First, Kafka’s Java clients include JMX metrics that allow monitoring client-side status and events. For the producers, the two metrics most important for reliability are error-rate and retry-rate per record (aggregated). Keep an eye on those, since error or retry rates going up can indicate an issue with the system. Also monitor the producer logs for errors that occur while sending events that are logged at WARN
level, and say something along the lines of “Got error produce response with correlation id 5689 on topic-partition [topic-1,3], retrying (two attempts left). Error: …”. If you see events with 0 attempts left, the producer is running out of retries. Based on the discussion in the section “Using Producers in a Reliable System”, you may want to increase the number of retries—or solve the problem that caused the errors in the first place.
On the consumer side, the most important metric is consumer lag. This metric indicates how far the consumer is from the latest message committed to the partition on the broker. Ideally, the lag would always be zero and the consumer will always read the latest message. In practice, because calling poll()
returns multiple messages and then the consumer spends time processing them before fetching more messages, the lag will always fluctuate a bit. What is important is to make sure consumers do eventually catch up rather than fall farther and farther behind. Because of the expected fluctuation in consumer lag, setting traditional alerts on the metric can be challenging. Burrow is a consumer lag checker by LinkedIn and can make this easier.

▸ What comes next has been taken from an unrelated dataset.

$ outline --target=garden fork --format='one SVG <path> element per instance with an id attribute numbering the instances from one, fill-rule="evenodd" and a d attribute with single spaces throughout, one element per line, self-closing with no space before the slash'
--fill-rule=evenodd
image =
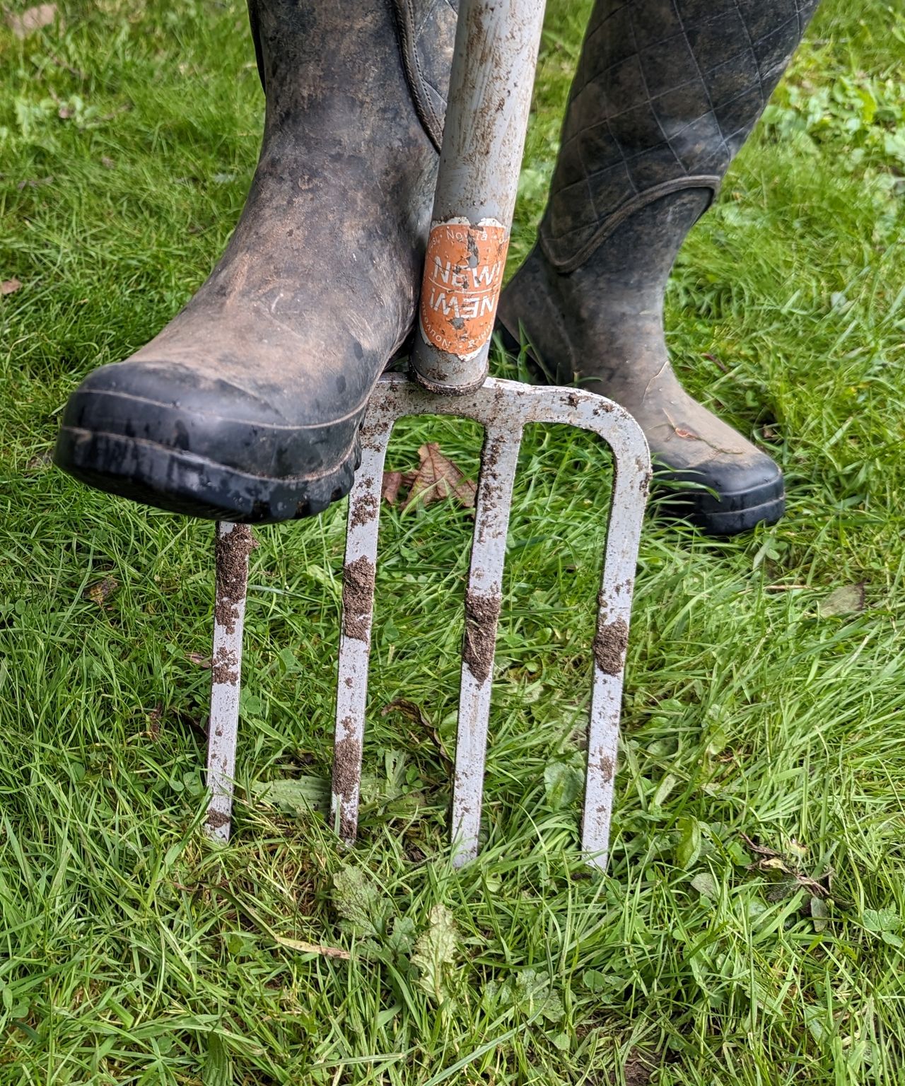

Monitoring the flow of data also means making sure all produced data is consumed in a timely manner (your requirements will dictate what “timely manner” means). In order to make sure data is consumed in a timely manner, you need to know when the data was produced. Kafka assists in this: starting with version 0.10.0, all messages include a timestamp that indicates when the event was produced. If you are running clients with an earlier version, we recommend recording the timestamp, name of the app producing the message, and hostname where the message was created, for each event. This will help track down sources of issues later on.
In order to make sure all produced messages are consumed within a reasonable amount of time, you will need the application producing the code to record the number of events produced (usually as events per second). The consumers need to both record the number of events consumed (also events per second) and also record lags from the time events were produced to the time they were consumed, using the event timestamp. Then you will need a system to reconcile the events per second numbers from both the producer and the consumer (to make sure no messages were lost on the way) and to make sure the time gaps between the time events were produced in a reasonable amount of time. For even better monitoring, you can add a monitoring consumer on critical topics that will count events and compare them to the events produced, so you will get accurate monitoring of producers even if no one is consuming the events at a given point in time. These type of end-to-end monitoring systems can be challenging and time-consuming to implement. To the best of our knowledge, there is no open source implementation of this type of system, but Confluent provides a commercial implementation as part of the Confluent Control Center.